Bienal na Escola – Águas confluentes em Salvador
O programa Bienal na Escola consiste em uma série de ações, desenvolvidas metodologicamente a partir de oficinas, laboratórios de investigação, educação patrimonial e arte contemporânea. A equipe de educação da Bienal visita escolas da rede pública de ensino para a realização de práticas e conversas na intersecção entre arte contemporânea e educação. Posteriormente, esses grupos são recebidos na Bienal.
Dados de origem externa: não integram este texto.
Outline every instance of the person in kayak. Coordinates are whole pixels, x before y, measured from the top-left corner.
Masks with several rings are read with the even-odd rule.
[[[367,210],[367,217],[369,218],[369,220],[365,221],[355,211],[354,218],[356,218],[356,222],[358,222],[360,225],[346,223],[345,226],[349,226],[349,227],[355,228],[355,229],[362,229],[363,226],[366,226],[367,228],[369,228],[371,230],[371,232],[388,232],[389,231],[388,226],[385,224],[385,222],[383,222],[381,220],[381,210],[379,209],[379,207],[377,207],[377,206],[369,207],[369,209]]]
Ao longo das itinerâncias da 35ª Bienal – coreografias do impossível, o projeto se desdobra. Nomeado Bienal na Escola – Águas confluentes, as discussões a partir da 35ª Bienal e dos recortes das mostras itinerantes se deslocam para diferentes territórios e construções coletivas. Assim como em São Paulo, após as confluências com a Equipe de Educação da Bienal, os grupos são recebidos na exposição realizada nas instituições parceiras.
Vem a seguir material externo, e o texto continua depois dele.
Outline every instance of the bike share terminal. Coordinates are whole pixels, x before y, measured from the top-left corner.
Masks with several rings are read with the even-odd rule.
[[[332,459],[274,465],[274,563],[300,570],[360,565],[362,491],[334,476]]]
Fomos recebidas com um café daqueles que ficam agarrados na memória e enchem a boca com água de vontade. Ajeitamos, com a ajuda de alguns professores, uma grande roda no pátio externo. Depois do lanche, chegaram. A escola inteira estava ali.
Assistimos a alguns vídeos e lançamos poucas perguntas para começar a conversa, daquelas genéricas que fazem as vozes começarem a circular de um jeito tímido. Boa parte ficou em silêncio, o que era de se esperar, estávamos no final do dia deles ali, mas começo da semana, ainda voltariam mais quatro dias consecutivos numa competição entre outras obrigações e outros desejos.
Tudo bem. Se você chegou no terceiro movimento da publicação educativa, vai entender que:
“primeiro eu coçumbo para depois eu cupopiar”1
Na encruzilhada onde nascem encontros, nos esbarramos na esquina do futebol. “Você é Bahia ou Vitória?”. Escutamos. Falamos de Bienal. Escutamos. Eles falaram da exposição que produziram sobre o seu bairro, “nosso povo, nossa terra”. Escutamos, falamos.
Algumas vozes mais tímidas preferiam conversas menores, se dirigiam quase que buscando uma prosa particular no meio da roda. Deixamos seguir. Ficaram instigados com a possibilidade de visitar o MAM-BA, em Salvador. Instigados com o Quilombo onde as pessoas cupopiam, com vasos que carregam poesia conectando territórios diferentes, com o im/possível nas coreografias.
Depois do encontro na escola, o Centro Educacional Municipal Professora Ana Judite de Araújo Melo, Lívia Oliveira, professora e diretora nos conduziu pelas ruas de São Braz, quilombo em Santo Amaro (BA). Saímos da escola com a promessa de conhecer o Mangue. Ir encontrar o mangue é re/de/compor um tanto daquilo que se espera. Ele por si já é encontro, já é curva na possibilidade de fim, é como diria Antonio Bispo do Santos, “começo, meio, começo”.
De Lívia, conhecemos a neta, a filha, o mangue. O mangue ficava nos fundos de sua casa. Ali ela partilhou aquelas histórias que extrapolam, aquelas que fazem a gente “querer ficar continuando”. Professora. Quilombola. Mãe. Avó…
Rosana Paulino foi aparecendo cada vez mais. Sua obra para a 35ª Bienal foi trançando as narrativas. Lívia, Garça Branca, Guará Vermelho, Peixe e Caranguejo2 estavam enredadas. No meio delas, o mangue.
Antes de imaginarmos o que estaria por vir com as itinerâncias, numa conversa em seu quintal/ateliê Rosana nos disse uma frase gostosa de ouvir, daquelas que arrancam um riso leve em quem escuta, mas que reivindicam um tanto:
“Eu sou um trem que não cabe no ocidente”3
Lívia era assim, não cabe, não tem como. E no meio do “não caber”, as afetividades, os movimentos, a ancestralidade, a luta por educação convidava para a prosa Rosana Paulino e Sueli Carneiro. O quintal onde fomos lembradas que “nós não temos um drama, temos uma luta para tocar” virou mangue.
- Experimentar o chão: conversa sobre infâncias com Sandra Benites, Regina Aparecida Pereira e Cintia Aparecida Delgado, em Terceiro Movimento da Publicação Educativa, 35ª Bienal de São Paulo.
- Obras da série Mangue, de Rosana Paulino para a 35ª Bienal de São Paulo, 2023.
- Citação de Rosana Paulino, presente no Segundo Movimento da Publicação Educativa, 2023.